NEW YORK (TheStreet) -- Pharmacyclics (PCYC) has been an interesting bull/bear stock this year as investors debate the long term potential of Imbruvica in B-cell malignancies. Imbruvica is clearly a marked improvement from the standard of care but the question is how will it wrestle market share from well-established treatments and fend off competition from fast followers such as Gilead Sciences' (GILD) Zydelig and Abbvie's (ABBV) ABT-199.
Imbruvica sales to date have exceeded Wall Street consensus expectations, but the drug is competing against older and less effective therapies.

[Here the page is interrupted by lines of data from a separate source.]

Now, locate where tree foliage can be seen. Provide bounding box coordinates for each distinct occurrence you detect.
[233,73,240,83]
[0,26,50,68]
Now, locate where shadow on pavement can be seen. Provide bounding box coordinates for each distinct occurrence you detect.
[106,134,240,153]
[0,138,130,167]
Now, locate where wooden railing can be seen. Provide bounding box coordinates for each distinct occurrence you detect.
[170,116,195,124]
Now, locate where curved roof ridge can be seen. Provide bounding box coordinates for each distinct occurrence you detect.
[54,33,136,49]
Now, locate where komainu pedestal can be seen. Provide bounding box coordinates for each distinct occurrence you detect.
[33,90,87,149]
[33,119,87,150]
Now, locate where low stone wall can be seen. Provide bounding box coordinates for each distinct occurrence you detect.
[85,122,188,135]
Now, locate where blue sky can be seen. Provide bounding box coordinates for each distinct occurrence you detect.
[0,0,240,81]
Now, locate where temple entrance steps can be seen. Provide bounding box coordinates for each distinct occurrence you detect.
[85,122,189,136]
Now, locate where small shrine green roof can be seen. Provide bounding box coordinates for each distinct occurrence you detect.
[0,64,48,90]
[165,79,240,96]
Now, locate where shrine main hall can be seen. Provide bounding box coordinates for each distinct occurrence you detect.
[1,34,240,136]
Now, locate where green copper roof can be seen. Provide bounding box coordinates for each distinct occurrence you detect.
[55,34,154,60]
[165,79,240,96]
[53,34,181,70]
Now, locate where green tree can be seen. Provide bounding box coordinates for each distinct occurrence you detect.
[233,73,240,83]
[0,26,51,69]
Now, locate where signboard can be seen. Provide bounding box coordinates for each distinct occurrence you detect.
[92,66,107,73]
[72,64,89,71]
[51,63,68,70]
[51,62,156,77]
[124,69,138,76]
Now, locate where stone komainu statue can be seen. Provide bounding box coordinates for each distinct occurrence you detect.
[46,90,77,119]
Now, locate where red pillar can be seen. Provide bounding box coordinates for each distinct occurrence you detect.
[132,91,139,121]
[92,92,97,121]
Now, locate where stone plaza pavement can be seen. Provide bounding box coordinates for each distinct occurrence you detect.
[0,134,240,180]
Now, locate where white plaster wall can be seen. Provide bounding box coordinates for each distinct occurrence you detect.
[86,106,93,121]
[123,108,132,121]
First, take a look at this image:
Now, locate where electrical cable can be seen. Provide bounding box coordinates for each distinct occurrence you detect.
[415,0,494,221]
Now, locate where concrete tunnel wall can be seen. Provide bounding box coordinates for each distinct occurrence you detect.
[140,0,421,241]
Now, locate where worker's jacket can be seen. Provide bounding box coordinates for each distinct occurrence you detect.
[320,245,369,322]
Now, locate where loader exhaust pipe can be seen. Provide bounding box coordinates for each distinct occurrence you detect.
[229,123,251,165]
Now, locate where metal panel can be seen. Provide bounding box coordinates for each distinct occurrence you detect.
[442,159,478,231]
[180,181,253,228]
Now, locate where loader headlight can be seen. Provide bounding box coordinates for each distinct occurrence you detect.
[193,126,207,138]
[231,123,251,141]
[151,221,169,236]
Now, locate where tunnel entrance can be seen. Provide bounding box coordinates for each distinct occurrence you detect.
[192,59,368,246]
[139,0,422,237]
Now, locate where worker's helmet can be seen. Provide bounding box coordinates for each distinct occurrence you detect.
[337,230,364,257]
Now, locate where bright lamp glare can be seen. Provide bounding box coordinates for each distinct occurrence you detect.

The recent FDA approval of Gilead's Zydelig was actually a positive for Pharmacyclics and Imbruvica. The Zydelig label contains a black box safety warning that is worse than expectations for severe diarrhea, pneumonitis and intestinal perforation. In contrast, Imbruvica's label is clean from a safety perspective and was recently expanded to include additional indications. Judging the labels side by side, Zydelig should have a tougher time competing against Imbruvica than previously expected.
Helping Pharmacyclics further: Imbruvica has a total cost advantage over Zydelig because it must be combined with Roche's Rituxan. Imbruvica is used on its own.
Looking a couple of years down the road, Imbruvica faces potentially formidable competition from Abbvie's ABT-199, which appears more potent but also carries added toxicity concerns. It is not clear at this point how the market will shake out between the two drugs (do you put a preference on efficacy with additional toxicity or prefer a clearly active agent that is more tolerable?) so this will continue to be a hot topic of debate and contention.